The actual amount of money going into the Tennessee schools under the Race to the Top averages only $540 per student—a pittance that will not make up for the cuts generated by the economic slump, which slashes property tax revenue, and state budget cuts.

In a conference call with reporters, Duncan said the decision to restrict the initial award to two states was aimed at spurring other states to go further in their policies of “innovation” and “accountability.” Tennessee and Delaware “have demonstrated the courage, capacity and commitment to turn their ideas into practices,” he said, while suggesting that 10 to 15 states could gain funding in the second round of awards this fall.

The decisive role of the teachers’ unions was demonstrated in the states that lost as well as those that won. Florida and Georgia were considered leading finalists, but the largest teachers’ union in Florida opposed the plan, and the Georgia Association of Educators complained that it had been left out.

GAE president Jeff Hubbard said in a statement, “The failure to include the voices of the individuals responsible for improving our schools in Phase 1 hurt Georgia’s application.” Hubbard was not opposed to the Race to the Top in principle, only insisting that unions should be consulted in the process.

There was also opposition from the right. No school districts in conservative rural and suburban North Georgia supported the Race to the Top application.

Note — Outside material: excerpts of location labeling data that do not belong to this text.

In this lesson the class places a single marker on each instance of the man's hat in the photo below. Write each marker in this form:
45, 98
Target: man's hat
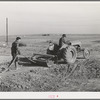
17, 38
64, 35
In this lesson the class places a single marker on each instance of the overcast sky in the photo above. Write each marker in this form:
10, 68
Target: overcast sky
50, 17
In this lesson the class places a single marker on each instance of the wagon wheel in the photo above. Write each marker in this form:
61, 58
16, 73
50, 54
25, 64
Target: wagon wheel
50, 62
86, 53
70, 55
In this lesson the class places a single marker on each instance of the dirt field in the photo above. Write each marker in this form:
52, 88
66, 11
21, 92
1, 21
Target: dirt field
35, 77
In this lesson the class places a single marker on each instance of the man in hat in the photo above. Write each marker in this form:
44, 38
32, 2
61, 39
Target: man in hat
15, 51
62, 40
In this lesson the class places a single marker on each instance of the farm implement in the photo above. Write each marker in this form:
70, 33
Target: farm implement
67, 55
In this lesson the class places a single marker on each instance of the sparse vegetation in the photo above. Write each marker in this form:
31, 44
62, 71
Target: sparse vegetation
33, 77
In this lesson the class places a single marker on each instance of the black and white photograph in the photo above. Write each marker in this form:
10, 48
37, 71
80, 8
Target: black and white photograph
50, 46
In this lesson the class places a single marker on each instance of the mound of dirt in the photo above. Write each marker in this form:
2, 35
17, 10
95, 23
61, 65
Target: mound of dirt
91, 68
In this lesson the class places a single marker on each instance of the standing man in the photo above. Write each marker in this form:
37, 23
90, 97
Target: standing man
15, 51
62, 40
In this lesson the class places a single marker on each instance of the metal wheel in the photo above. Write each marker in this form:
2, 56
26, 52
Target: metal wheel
86, 53
50, 63
70, 55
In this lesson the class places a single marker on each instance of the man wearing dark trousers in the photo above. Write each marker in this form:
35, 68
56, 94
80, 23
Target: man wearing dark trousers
62, 40
15, 51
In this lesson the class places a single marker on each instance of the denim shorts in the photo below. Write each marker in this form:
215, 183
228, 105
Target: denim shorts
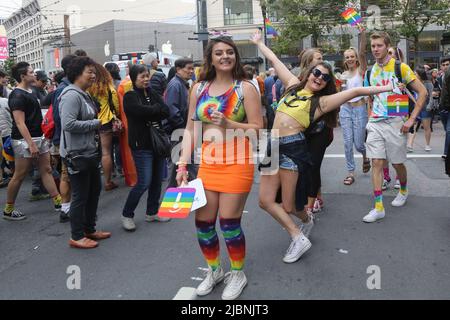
287, 163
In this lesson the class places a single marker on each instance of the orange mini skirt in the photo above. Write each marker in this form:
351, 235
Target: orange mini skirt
227, 167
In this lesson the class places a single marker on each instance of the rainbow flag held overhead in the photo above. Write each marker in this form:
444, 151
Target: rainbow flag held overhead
270, 28
352, 17
177, 203
398, 105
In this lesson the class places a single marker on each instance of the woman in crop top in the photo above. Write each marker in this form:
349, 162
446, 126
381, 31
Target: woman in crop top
317, 90
353, 115
224, 103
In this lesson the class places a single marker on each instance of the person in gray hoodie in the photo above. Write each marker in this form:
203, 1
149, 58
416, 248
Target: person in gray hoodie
80, 135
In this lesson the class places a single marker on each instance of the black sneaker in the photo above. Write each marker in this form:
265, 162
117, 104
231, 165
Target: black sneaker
64, 217
16, 215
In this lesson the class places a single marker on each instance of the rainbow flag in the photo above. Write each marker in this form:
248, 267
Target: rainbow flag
352, 17
270, 28
398, 105
177, 203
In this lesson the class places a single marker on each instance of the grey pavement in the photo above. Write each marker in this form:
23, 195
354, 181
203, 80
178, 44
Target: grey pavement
410, 246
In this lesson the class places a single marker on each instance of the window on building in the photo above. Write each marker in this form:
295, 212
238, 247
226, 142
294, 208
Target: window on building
238, 12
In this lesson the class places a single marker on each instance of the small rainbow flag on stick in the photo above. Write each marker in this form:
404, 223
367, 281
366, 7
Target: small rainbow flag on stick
269, 28
352, 17
177, 203
398, 105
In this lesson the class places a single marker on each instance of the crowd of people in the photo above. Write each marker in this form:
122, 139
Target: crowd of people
90, 109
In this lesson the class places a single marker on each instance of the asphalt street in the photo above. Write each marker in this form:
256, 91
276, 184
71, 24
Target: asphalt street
410, 246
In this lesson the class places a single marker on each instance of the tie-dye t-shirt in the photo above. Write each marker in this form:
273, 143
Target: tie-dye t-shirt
381, 76
230, 104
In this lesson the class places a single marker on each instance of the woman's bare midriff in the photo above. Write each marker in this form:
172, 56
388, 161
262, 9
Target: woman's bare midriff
286, 125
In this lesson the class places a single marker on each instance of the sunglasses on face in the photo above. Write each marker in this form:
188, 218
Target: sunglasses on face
325, 76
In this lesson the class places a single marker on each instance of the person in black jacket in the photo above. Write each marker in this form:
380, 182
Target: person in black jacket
143, 108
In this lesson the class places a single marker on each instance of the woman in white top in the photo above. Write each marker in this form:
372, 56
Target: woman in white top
353, 115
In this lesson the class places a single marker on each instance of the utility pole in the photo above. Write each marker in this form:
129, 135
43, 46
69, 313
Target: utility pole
156, 43
67, 42
264, 13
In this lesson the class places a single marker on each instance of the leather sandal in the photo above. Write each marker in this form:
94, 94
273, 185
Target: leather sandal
84, 243
99, 235
349, 180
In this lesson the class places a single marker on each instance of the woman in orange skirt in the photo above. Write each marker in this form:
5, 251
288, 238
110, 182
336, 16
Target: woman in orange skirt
226, 167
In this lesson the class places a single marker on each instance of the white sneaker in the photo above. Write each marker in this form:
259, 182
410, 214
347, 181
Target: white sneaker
211, 280
400, 200
156, 218
374, 216
236, 282
128, 224
307, 227
298, 247
385, 185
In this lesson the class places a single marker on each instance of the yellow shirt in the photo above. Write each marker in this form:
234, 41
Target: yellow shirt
297, 105
105, 114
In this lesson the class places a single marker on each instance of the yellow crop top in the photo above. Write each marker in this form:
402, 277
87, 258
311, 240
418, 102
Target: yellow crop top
297, 105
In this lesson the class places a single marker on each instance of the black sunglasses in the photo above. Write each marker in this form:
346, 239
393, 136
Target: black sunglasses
317, 73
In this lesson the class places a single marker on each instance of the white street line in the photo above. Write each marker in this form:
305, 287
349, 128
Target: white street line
186, 293
410, 156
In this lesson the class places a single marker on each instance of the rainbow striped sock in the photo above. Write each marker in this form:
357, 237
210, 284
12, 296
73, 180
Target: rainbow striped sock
235, 240
403, 188
379, 201
209, 242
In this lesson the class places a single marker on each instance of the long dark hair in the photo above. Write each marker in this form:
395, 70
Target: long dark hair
209, 72
330, 118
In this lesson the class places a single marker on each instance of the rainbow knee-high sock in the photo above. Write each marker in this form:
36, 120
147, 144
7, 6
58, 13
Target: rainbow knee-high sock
403, 188
379, 201
235, 240
209, 242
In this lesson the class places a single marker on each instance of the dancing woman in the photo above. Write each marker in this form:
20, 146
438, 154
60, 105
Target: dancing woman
222, 101
315, 94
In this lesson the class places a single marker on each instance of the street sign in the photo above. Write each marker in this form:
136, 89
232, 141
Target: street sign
12, 48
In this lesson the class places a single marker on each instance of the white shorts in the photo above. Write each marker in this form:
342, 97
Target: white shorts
386, 141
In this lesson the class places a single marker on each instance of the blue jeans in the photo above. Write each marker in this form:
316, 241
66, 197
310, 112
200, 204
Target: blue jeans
149, 170
353, 122
446, 123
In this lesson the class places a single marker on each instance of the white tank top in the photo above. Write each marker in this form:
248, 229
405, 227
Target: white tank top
355, 82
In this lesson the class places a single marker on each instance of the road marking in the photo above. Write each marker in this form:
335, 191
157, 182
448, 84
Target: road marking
186, 293
410, 156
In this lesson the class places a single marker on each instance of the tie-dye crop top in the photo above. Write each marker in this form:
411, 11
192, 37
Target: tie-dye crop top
230, 104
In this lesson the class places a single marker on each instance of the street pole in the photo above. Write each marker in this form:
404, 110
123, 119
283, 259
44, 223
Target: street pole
264, 13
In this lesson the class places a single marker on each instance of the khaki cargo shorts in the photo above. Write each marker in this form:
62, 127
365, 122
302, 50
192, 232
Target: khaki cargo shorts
385, 140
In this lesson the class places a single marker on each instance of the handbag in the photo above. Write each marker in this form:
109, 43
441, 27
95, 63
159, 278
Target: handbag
160, 140
117, 125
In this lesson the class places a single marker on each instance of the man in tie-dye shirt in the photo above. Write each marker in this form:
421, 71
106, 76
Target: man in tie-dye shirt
388, 128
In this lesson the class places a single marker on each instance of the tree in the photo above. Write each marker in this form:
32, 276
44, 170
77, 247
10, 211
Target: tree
302, 18
416, 15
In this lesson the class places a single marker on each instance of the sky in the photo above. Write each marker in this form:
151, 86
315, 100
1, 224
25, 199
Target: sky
7, 7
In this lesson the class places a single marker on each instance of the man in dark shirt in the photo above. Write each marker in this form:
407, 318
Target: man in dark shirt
27, 140
177, 99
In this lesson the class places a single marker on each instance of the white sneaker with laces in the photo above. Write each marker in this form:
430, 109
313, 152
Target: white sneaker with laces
298, 247
385, 185
211, 280
236, 282
400, 200
374, 216
307, 227
156, 218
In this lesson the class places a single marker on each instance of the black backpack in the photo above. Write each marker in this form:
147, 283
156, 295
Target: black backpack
398, 74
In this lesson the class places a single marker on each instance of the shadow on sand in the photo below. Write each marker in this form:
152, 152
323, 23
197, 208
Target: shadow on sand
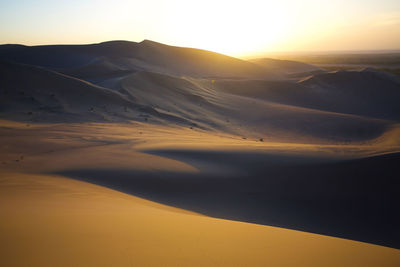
354, 199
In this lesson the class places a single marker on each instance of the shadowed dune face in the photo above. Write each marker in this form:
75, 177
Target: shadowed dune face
200, 131
354, 199
146, 55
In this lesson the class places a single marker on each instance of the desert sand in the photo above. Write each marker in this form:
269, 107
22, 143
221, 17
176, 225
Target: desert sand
142, 154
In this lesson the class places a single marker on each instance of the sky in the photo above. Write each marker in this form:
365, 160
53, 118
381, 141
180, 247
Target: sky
237, 28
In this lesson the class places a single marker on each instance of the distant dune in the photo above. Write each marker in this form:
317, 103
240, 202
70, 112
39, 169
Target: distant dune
271, 142
286, 66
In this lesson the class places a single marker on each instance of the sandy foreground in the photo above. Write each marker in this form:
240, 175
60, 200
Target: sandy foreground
52, 220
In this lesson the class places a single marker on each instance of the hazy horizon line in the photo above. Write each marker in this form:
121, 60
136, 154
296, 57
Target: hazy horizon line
255, 55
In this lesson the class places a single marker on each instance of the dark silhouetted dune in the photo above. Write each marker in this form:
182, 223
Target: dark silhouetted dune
233, 147
286, 66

The state of Texas did not even participate, with Republican Governor Rick Perry—who has hinted at support for secession—declaring that all federal education programs were a violation of “states’ rights.”

At the time Race for the Top was announced, the WSWS wrote: “Obama’s education proposals demonstrate that social inequality in America is so advanced, and the power of the financial aristocracy so immense, that no public service or program, including education, that is not openly based on class privilege and status can long survive.”

This judgment has been confirmed by subsequent events, above all the mass firing of teachers in Central Falls, Rhode Island, the poorest district in that state. Obama hailed this vindictive act, in a speech to the US Chamber of Commerce, and administration apologists have openly compared Obama’s treatment of public school teachers with Reagan’s mass firing of striking PATCO air traffic controllers in 1981.